Solved – How to train classifier for unbalanced class distributions

distributionsneural networksunbalanced-classes

I attempted a ReLU neural network to classify data sets of 3 classes that are not balanced (in both training and test sets), i.e. 30% of samples are in class A, 10% in class B and 60% in class C. And in particular for this problem, I'm mostly interested in the precision of class C (with reasonable recalls) since that's the only class I can take use of. Currently I artificially clone and add random +/-5% adjustments to each class A and B samples so that each class has roughly 1/3 samples in the training set. And then I choose the winning epoch based on F1 score for class C.
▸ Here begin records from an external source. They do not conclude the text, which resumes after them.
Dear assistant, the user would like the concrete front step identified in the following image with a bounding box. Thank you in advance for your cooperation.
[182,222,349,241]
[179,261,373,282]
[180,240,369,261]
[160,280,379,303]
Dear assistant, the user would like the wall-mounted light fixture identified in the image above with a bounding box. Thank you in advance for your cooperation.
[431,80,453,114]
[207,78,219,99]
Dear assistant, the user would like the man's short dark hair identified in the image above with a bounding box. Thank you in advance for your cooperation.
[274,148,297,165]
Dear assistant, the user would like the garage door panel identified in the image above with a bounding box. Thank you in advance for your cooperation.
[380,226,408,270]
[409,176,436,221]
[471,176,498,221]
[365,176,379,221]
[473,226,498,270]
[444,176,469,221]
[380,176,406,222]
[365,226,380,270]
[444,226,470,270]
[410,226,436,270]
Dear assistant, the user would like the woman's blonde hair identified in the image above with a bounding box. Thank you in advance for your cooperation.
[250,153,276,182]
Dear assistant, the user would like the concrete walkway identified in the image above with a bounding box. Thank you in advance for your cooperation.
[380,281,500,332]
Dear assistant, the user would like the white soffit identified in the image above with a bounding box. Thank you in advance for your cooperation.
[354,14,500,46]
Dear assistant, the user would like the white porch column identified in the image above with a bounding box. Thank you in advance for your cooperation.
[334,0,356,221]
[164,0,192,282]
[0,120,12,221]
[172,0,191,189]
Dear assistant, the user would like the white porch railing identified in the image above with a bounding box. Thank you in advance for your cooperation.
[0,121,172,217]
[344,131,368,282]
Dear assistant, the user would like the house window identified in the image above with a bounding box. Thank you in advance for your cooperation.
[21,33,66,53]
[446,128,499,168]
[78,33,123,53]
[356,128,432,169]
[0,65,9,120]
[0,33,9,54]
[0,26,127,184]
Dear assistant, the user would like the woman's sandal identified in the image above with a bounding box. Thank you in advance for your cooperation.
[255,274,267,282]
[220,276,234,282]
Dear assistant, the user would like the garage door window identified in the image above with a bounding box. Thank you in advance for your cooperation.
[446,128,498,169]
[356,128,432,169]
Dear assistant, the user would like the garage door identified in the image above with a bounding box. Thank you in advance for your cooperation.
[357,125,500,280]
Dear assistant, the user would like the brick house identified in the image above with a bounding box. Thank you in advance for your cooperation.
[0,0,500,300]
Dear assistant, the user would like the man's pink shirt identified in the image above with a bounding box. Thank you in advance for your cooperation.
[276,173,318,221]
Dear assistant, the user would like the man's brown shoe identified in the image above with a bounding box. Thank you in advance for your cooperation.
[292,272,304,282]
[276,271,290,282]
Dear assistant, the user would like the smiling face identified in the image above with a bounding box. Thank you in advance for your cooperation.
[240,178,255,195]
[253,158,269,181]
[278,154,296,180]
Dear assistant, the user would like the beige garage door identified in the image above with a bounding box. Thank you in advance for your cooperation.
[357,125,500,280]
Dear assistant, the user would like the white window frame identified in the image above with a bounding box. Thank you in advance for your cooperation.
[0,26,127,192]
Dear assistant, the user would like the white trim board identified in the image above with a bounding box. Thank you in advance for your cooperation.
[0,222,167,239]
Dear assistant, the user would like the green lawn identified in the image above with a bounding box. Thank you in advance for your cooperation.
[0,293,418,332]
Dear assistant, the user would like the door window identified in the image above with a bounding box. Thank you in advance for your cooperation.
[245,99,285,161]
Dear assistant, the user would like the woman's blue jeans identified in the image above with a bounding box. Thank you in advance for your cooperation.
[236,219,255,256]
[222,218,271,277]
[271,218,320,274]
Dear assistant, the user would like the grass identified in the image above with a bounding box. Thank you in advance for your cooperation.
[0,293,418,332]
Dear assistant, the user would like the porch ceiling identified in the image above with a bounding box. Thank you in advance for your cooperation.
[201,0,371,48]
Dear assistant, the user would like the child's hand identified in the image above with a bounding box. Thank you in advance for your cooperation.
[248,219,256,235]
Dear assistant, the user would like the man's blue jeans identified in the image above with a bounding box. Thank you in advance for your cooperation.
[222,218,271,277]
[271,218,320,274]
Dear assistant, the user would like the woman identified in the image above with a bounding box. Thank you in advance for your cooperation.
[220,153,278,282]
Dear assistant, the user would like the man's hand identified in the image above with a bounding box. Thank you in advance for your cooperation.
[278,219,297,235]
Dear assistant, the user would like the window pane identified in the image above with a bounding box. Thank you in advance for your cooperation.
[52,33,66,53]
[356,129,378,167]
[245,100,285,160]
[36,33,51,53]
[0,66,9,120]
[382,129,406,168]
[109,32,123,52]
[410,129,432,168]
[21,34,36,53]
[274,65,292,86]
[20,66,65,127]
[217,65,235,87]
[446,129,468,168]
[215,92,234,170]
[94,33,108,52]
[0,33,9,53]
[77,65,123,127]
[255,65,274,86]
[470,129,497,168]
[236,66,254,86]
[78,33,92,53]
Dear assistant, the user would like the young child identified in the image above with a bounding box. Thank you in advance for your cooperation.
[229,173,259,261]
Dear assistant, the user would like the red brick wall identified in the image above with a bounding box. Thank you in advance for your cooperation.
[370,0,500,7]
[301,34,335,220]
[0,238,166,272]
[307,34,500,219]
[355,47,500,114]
NEW BEST: epoch 1, score: 0.572852844535, F1: 0.58989
5, precision 0.516919, recall 0.686862, accuracy 0.643098 (0.572852844535), learning_rate=1.0 (patience: 320000 / 1599)
F1: 0.589895, precision 0.516919, recall 0.686862, accuracy 0.643098
precisions: [ 0.19046712  0.48642075  0.61648193]
recalls: [ 0.17856346  0.10650572  0.82099259]
class[0] is predicted as class[0]: 40
class[0] is predicted as class[1]: 4
class[0] is predicted as class[2]: 180
class[1] is predicted as class[0]: 54
class[1] is predicted as class[1]: 36
class[1] is predicted as class[2]: 248
class[2] is predicted as class[0]: 116
class[2] is predicted as class[1]: 34
class[2] is predicted as class[2]: 688

NEW BEST epoch 14, score: 0.708267443522, F1: 0.5302
56, precision 0.612621, recall 0.467413, accuracy 0.556719 (0.708267443522), learning_rate=0.974310040474 (patience: 343195 / 22399)
F1: 0.530256, precision 0.612621, recall 0.467413, accuracy 0.556719
precisions: [ 0.22606464  0.33912306  0.82626222]
recalls: [ 0.49551359  0.46152481  0.44271548]
class[0] is predicted as class[0]: 111
class[0] is predicted as class[1]: 89
class[0] is predicted as class[2]: 24
class[1] is predicted as class[0]: 128
class[1] is predicted as class[1]: 156
class[1] is predicted as class[2]: 54
class[2] is predicted as class[0]: 252
class[2] is predicted as class[1]: 215
class[2] is predicted as class[2]: 371

As seen above, at epoch 1, the accuracy looks much better because the network just classified all test samples to class C; in epoch 14, the accuracy looks worse but is in fact better since the network can classify other classes too.

How can I train or test for this unbalanced data set? Should I also artificially balance the test set in addition to the training set?

Best Answer

Jain and Nag suggest a balanced training set and a representational test data set for evaluation.

The balanced training set allows for the model to familiarize itself with less frequent state of interest and helps the model to formulate general rules.

However, as @rep_ho points out you should definitely use a test set that represents the population of your data. Otherwise, you would skew your results.

Note though that relying on accuracy as a performance measure in a highly unbalanced dataset can be a misleading metric. If you have a dataset with two groups with a 90/10 split, then the model might simply 'guess' the first category all the time and nevertheless achieve a 90% accuracy.